A worldview is the view you have of the world. "Thanks, Stan. I needed that." No, I'm being simplistic. A worldview is how you answer the major questions. Why are we here? What is truth? What does the future look like? How then are we to live? The really big questions. Your worldview answers these questions and, in terms, shapes your life. So what shapes a worldview?

The standard worldview is shaped by the world around you. It is the collection of experiences, emotions, relationships, education, and so on that make up your life. For most people, that is the limit of the available sources. For the majority, things like science, research, studies, and especially experience are the primary sources of reliable information. For a large number this information is analyzed by their emotional response and used to determine what is or isn't true. Interestingly, this final step varies widely. One person will analyze the available news and research and conclude that things are fairly normal and another will see conspiracies and other mysteries lurking around every corner. This is largely because the conclusions -- the truth claims -- are drawn from their feelings, and feelings are subjective enough to not require all the facts in order to arrive at some outlandish outcome. Others are more logical, analyzing the available data and determining what is or is not true based on their thoughts on the data. In all cases, however, sources are prioritized and then determine truth claims. Science very often trumps experience. Experience usually rules over conjecture. And in this structure science and experience become the "gods of this world", so to speak, arbitrating truth in all cases. The trick in this worldview is trying to align all the available information to a coherent pattern. Thus, when the Bible talks about "creation" and science claims "evolution", this worldview demands that the biblical account be shifted somehow. If it isn't dismissed outright, it is assigned to legend or myth or some other less-than-factual realm. When the Bible claims that "There is none who does good; no, not one" and experience says there are lots of good people out there, the biblical account is either dismissed or downplayed because science and experience outweigh other truth claims in this worldview.
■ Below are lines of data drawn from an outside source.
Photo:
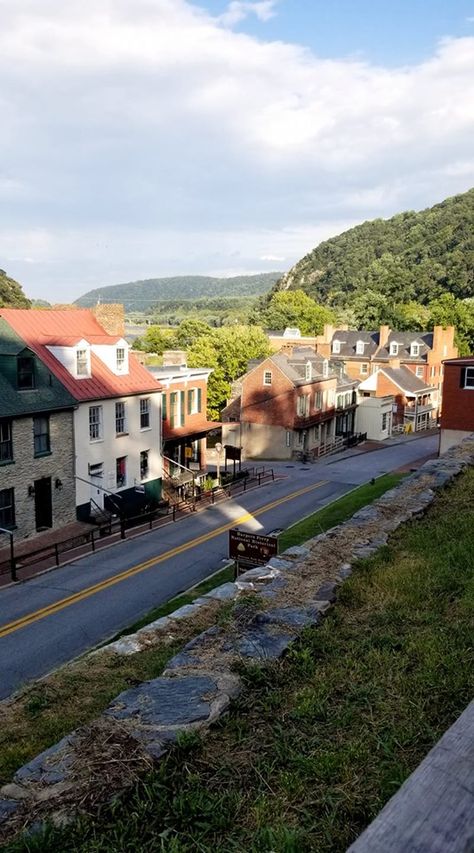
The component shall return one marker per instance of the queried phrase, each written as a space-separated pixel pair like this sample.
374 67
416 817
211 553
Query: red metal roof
41 328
A far more rare worldview is a biblical one. In this one the Bible shapes all other truth claims. The Bible says, for instance, that God created the universe, so this worldview says "That's true" and concludes that scientific inquiry that denies this is not true. In this worldview the biblical account of marriage (the union of a man and a woman for the purpose of cooperation and procreation) is the definition of marriage and other views are not accurate representations of marriage. When Jesus speaks of an eternal torment for sinners, a person with a biblical worldview doesn't wonder "Is there an afterlife?" or "Is there an actual Hell?" The answer is a given. The trick of this worldview is to try to align science and experience (and the rest) with what the Bible says. Thus, when experience tells you there are lots of good people and the Bible says "There is none good; no, not one", you're going to have to reexamine your understanding of "good", not explain how the Bible doesn't mean what it says. Strategies for marriage, child-rearing, work ethics, and even how to get along with your neighbors are defined in this worldview by what the Bible says, not by "what works" or "what feels right" or "what the studies say".
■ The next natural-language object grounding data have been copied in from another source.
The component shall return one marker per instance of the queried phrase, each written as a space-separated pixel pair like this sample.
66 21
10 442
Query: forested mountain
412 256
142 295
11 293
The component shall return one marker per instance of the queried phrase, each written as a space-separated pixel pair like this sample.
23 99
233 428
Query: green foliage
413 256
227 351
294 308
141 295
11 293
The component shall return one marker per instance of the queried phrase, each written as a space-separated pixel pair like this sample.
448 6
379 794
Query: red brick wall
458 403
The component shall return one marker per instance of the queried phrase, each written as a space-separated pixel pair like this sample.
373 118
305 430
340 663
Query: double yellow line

Clearly the second view is much rarer than the standard worldview. You don't score points with the standard worldview people by ignoring their standard sources of truth. You don't come across as intelligent by defining what they accept as definitive as misleading and wrong-headed. You're not likely to be the favorite invitee to the party. But, as Paul said, "The word of the cross is folly to those who are perishing, but to us who are being saved it is the power of God. For it is written, 'I will destroy the wisdom of the wise, and the discernment of the discerning I will thwart.' Where is the one who is wise? Where is the scribe? Where is the debater of this age? Has not God made foolish the wisdom of the world?" (1 Cor 1:18-20). No, a biblical worldview won't assist you in arriving at the "popular" or "fun" or "mainline" position. Conversely, attempting to claim a "biblical worldview" while redefining Scripture in terms of the world's standards works out to be simply a contradiction in terms. So, your call. I'll leave you to decide which is your preferable worldview. Just keep in mind that your worldview shapes your life. Be not deceived.

1 comment:

Miklós said...

I believe this absolutely the main topic of the last days. The Bible is honest, things rest on faith, while communication about science is deceptive, hiding hypotheses, and showing conclusions as facts even if they are not. Especially the popular media about science.